PS: There are many ways in which the government supports business abroad — through the Canada Pension Plan, through support by Export Development Canada, through corporate law rules that facilitate the creation of complex corporate structures and allow corporate groups to minimize their exposure to liability, even where such liability arises from serious human rights violations. We also support our companies through trade missions, and by negotiating international investment agreements with countries, including those in which Canadian extractives operate. These latter agreements create strong protections for investors and allow them to avoid domestic courts and to take host states directly binding international arbitration. If we’re supporting businesses in all of these ways without regard for their behaviour, then as a country we are complicit in those human rights violations.

N: So governments should exercise more leverage over those companies?

PS: Yes, there are many ways to do this. For example, as a condition of support EDC should require companies to engage in rigorous human rights due diligence and should itself undertake a human rights impact assessment of a proposed project. If it’s clear that that a project cannot be undertaken without violating human rights, then should we actually be supporting that company?

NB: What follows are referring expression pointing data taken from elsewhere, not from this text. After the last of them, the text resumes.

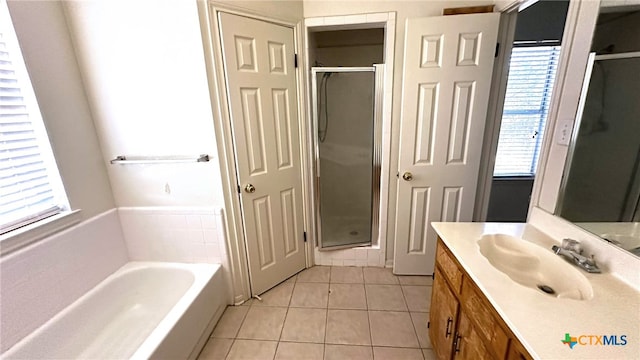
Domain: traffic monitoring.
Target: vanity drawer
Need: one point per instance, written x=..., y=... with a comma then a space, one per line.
x=484, y=318
x=449, y=267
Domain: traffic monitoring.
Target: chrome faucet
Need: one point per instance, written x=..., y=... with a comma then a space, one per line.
x=572, y=251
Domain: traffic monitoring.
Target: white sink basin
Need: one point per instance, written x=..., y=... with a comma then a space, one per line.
x=535, y=267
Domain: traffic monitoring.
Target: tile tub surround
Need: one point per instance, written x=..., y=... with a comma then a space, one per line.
x=43, y=278
x=174, y=234
x=329, y=312
x=538, y=320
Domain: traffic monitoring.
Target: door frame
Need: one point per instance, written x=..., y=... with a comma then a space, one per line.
x=237, y=274
x=376, y=254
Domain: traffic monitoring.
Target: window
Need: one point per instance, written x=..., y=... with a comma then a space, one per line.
x=30, y=186
x=531, y=75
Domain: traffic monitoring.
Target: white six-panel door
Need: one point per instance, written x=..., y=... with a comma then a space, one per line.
x=261, y=84
x=448, y=62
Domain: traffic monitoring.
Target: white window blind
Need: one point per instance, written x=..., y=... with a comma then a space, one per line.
x=30, y=188
x=531, y=75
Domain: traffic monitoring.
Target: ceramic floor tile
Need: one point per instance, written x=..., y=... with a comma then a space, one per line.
x=420, y=325
x=415, y=280
x=315, y=274
x=347, y=296
x=304, y=325
x=418, y=297
x=252, y=350
x=385, y=297
x=374, y=275
x=346, y=275
x=347, y=352
x=390, y=353
x=429, y=354
x=215, y=349
x=263, y=323
x=299, y=351
x=348, y=327
x=278, y=296
x=230, y=322
x=310, y=295
x=390, y=328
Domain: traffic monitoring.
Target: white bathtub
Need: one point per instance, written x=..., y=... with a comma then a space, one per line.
x=143, y=310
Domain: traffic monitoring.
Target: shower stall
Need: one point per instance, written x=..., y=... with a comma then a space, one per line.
x=346, y=103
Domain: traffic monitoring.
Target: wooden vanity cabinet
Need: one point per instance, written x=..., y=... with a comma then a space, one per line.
x=462, y=322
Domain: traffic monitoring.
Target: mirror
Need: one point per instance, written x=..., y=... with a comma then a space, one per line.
x=601, y=186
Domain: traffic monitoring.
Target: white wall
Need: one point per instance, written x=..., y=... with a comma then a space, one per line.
x=143, y=67
x=280, y=9
x=404, y=10
x=49, y=55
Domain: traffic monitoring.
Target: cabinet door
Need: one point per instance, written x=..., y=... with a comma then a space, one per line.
x=468, y=344
x=517, y=351
x=442, y=317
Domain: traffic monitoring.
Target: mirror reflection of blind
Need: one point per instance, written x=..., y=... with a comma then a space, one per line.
x=531, y=75
x=26, y=190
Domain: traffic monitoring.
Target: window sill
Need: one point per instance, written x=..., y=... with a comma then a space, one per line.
x=29, y=234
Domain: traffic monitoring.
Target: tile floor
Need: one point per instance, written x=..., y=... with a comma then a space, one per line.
x=330, y=312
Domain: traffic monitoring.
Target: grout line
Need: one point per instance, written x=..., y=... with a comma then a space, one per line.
x=226, y=355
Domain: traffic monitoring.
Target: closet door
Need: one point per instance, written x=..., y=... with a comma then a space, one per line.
x=261, y=88
x=448, y=63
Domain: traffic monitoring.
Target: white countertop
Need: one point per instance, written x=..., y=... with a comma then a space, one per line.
x=538, y=320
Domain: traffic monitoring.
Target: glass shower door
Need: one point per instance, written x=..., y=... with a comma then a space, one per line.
x=345, y=145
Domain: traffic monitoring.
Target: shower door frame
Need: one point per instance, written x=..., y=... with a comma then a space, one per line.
x=378, y=74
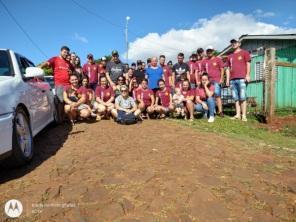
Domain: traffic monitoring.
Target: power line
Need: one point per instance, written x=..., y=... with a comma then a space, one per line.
x=116, y=25
x=23, y=30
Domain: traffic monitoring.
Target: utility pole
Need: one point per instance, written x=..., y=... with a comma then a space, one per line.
x=126, y=36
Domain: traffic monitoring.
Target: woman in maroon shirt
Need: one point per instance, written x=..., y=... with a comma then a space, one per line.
x=189, y=96
x=104, y=98
x=146, y=99
x=75, y=98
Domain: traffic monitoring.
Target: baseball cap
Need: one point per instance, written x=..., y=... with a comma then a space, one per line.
x=89, y=56
x=123, y=87
x=114, y=52
x=199, y=50
x=233, y=41
x=210, y=48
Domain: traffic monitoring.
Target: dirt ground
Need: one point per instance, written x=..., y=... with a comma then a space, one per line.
x=154, y=171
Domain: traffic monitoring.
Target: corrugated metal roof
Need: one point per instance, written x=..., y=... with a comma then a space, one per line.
x=267, y=37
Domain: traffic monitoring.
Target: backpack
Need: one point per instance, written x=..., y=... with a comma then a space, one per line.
x=126, y=119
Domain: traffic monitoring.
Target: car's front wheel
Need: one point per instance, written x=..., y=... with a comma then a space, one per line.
x=22, y=140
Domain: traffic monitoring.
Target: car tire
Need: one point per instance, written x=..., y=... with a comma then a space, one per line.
x=58, y=114
x=22, y=141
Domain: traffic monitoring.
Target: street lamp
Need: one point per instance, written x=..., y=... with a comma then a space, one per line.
x=126, y=37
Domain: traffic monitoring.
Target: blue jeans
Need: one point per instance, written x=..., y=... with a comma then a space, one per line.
x=217, y=89
x=211, y=105
x=238, y=88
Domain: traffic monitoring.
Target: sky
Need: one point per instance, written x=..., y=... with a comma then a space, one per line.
x=155, y=27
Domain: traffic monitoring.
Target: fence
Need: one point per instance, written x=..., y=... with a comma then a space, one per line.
x=272, y=85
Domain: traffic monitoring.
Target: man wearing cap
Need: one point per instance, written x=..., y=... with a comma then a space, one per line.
x=180, y=68
x=102, y=67
x=125, y=103
x=114, y=68
x=61, y=71
x=139, y=73
x=193, y=78
x=167, y=73
x=91, y=70
x=215, y=68
x=238, y=75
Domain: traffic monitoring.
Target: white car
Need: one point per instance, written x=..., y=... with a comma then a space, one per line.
x=26, y=107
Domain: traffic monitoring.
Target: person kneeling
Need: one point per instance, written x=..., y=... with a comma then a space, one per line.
x=205, y=101
x=126, y=111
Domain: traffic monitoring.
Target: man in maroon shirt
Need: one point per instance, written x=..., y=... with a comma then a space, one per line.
x=91, y=70
x=193, y=72
x=167, y=73
x=238, y=75
x=61, y=71
x=215, y=68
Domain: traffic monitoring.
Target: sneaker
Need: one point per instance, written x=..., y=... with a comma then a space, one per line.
x=221, y=114
x=93, y=115
x=235, y=117
x=244, y=118
x=211, y=119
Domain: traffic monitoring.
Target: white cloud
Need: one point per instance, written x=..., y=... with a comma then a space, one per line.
x=261, y=14
x=80, y=38
x=215, y=31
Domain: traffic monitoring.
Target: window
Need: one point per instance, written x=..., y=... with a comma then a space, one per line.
x=259, y=71
x=5, y=66
x=23, y=63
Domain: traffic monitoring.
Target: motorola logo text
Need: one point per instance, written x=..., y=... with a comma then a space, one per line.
x=13, y=208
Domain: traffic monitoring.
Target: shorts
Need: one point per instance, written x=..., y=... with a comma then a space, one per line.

N: So what needs to change for governments – here in Canada or elsewhere – to decide they need to incentivize companies in this manner?

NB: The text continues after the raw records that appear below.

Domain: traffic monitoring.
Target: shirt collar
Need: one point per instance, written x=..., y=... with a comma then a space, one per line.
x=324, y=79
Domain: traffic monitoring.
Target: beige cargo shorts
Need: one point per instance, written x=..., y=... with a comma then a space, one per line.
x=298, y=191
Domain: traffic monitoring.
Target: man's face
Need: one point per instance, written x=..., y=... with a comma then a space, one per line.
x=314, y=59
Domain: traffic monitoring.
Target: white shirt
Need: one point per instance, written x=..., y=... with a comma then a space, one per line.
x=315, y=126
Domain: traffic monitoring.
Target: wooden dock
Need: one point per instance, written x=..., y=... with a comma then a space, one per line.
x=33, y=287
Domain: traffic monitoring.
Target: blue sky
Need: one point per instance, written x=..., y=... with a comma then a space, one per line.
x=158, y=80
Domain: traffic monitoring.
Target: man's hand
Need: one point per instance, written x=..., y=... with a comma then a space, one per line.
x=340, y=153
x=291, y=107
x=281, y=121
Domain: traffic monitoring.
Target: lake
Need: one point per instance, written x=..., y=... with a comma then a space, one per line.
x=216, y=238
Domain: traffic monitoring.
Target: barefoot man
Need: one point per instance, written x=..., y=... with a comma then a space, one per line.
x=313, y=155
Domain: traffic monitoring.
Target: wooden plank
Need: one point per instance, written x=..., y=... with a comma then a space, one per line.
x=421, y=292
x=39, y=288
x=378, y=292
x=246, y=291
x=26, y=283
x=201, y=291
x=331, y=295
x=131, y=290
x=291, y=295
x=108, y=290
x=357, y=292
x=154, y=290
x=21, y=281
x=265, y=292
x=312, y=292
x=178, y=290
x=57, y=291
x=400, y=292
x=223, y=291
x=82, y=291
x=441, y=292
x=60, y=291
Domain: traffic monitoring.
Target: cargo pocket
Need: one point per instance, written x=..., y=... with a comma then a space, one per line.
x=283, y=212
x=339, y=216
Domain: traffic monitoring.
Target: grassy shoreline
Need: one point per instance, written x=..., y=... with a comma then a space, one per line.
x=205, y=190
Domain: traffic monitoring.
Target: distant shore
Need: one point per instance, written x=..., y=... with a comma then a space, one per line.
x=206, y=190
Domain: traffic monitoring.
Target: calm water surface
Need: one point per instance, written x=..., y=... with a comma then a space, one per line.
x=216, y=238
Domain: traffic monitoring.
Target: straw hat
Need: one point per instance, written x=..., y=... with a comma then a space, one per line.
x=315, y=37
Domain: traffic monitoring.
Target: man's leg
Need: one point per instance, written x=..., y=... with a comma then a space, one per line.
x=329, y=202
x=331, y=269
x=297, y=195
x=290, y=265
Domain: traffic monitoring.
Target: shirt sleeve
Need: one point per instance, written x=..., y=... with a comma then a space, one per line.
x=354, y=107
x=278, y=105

PS: That’s the big question. How do we develop political will for this? The Intergovernmental Panel on Climate Change’s recent report is a wake-up call. The IPCC has called on us to change the way we live and do business if we want to avoid a temperature rise of 1.5 degrees Celsius. The report notes that sustainable development is key and that “[s]ocial justice and equity are core aspects of climate-resilient development pathways … as they address challenges and inevitable trade-offs, they widen opportunities, and ensure that options, visions and values are deliberated between and within countries and communities, without making the poor and disadvantaged worse-off”. The action that we take has to be focused on that. Here in Canada we have to think about how extractive companies contribute directly to climate change, particularly oil and gas and coal, but also how they contribute to indirectly. Many of them operate in a way that is unsustainable, through their impacts on the environment and on the human rights of individuals and communities.

N: What would be a first good step to ensure better corporate accountability?

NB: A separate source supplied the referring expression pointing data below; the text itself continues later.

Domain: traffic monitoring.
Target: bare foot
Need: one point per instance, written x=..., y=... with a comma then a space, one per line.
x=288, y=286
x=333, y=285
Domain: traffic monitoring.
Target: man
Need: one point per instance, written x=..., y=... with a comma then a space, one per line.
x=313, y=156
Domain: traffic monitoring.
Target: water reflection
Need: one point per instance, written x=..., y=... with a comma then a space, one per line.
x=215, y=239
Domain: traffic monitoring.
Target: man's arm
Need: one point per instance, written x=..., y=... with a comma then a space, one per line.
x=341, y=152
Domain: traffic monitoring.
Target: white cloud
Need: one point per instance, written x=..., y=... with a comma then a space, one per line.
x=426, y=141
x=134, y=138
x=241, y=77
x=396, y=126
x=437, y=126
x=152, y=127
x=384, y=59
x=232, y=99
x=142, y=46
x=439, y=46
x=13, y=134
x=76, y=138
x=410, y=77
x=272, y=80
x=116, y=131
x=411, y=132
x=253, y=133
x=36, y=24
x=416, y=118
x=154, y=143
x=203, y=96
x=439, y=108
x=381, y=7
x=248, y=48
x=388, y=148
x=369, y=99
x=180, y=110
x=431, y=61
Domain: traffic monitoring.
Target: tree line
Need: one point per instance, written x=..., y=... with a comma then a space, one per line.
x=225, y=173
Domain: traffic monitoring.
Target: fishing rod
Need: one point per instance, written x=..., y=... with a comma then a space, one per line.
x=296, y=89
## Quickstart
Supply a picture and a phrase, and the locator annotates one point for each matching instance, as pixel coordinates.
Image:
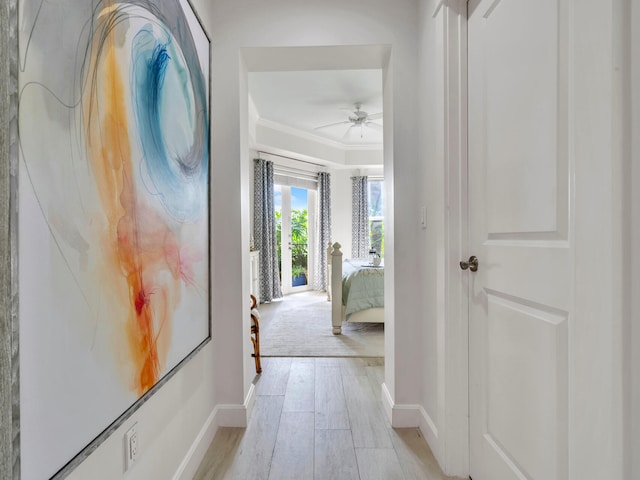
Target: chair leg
(255, 330)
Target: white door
(519, 190)
(295, 208)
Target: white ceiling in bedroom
(306, 100)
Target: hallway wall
(220, 376)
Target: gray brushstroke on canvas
(9, 373)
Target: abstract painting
(114, 264)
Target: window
(376, 215)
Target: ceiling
(306, 100)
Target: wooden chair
(255, 333)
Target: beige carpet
(300, 326)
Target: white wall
(633, 345)
(221, 375)
(286, 23)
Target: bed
(355, 289)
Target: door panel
(519, 229)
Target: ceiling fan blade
(332, 124)
(346, 134)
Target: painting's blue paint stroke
(170, 106)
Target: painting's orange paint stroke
(112, 165)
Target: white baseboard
(225, 415)
(194, 456)
(413, 416)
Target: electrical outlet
(131, 447)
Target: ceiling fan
(357, 118)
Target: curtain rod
(291, 158)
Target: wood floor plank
(253, 456)
(319, 443)
(416, 458)
(275, 375)
(367, 424)
(330, 405)
(335, 456)
(300, 392)
(353, 367)
(218, 461)
(294, 450)
(378, 464)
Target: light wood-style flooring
(321, 419)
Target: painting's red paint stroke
(110, 149)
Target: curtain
(323, 229)
(264, 226)
(359, 218)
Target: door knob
(471, 264)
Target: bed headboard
(335, 261)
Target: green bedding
(362, 286)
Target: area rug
(300, 326)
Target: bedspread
(362, 286)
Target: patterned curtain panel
(323, 229)
(264, 225)
(360, 218)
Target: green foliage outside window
(299, 241)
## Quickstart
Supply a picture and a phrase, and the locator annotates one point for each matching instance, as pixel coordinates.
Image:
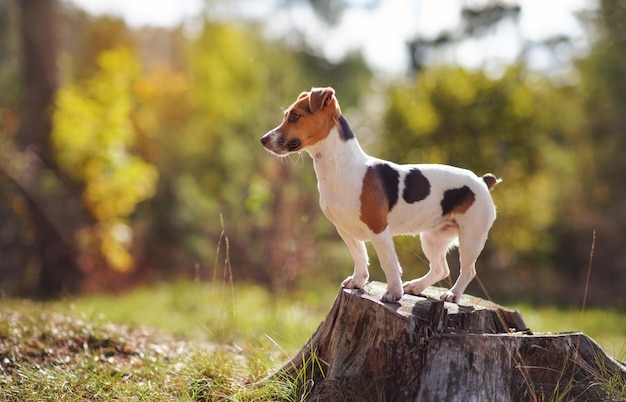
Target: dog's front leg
(386, 251)
(359, 254)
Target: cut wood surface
(422, 349)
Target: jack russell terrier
(370, 199)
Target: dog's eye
(293, 117)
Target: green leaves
(93, 139)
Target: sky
(381, 33)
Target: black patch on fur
(390, 179)
(345, 132)
(455, 198)
(416, 186)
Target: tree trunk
(422, 349)
(53, 213)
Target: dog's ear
(319, 98)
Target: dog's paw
(392, 295)
(414, 288)
(354, 283)
(450, 297)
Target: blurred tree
(521, 127)
(42, 189)
(602, 207)
(93, 136)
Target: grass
(193, 341)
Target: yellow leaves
(93, 137)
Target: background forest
(129, 156)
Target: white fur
(340, 166)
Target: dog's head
(307, 121)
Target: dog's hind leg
(470, 246)
(435, 245)
(359, 254)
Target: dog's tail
(491, 180)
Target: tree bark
(422, 349)
(53, 213)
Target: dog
(370, 199)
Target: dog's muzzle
(275, 142)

PS: The first step would be for Canada to adopt a comprehensive legislative framework that requires companies to respect human rights and to engage in human rights due diligence, and the latter should be overseen by an independent monitoring body. It should also include a range of incentive mechanisms —we’ve talked about some already. We also need to establish parent company or even enterprise liability in Canadian courts for companies that violate human rights abroad, and maybe certain reporting obligations. Finally, where companies commit or are complicit in criminal activity — like slavery, torture, forced labour, gang rape – then we need criminal sanctions to allow prosecution of corporations and the senior officers responsible for decisions that led to such conduct.

The Tarnopolsky Award is given by the Canadian Section of the International Commission of Jurists each year to a Canadian resident who has made an outstanding contribution to human rights, domestically or internationally. The selection committee is comprised of one representative from the Canadian Bar Association, the Canadian Judges’ Conference, the Canadian Society of Law Teachers and the ICJ.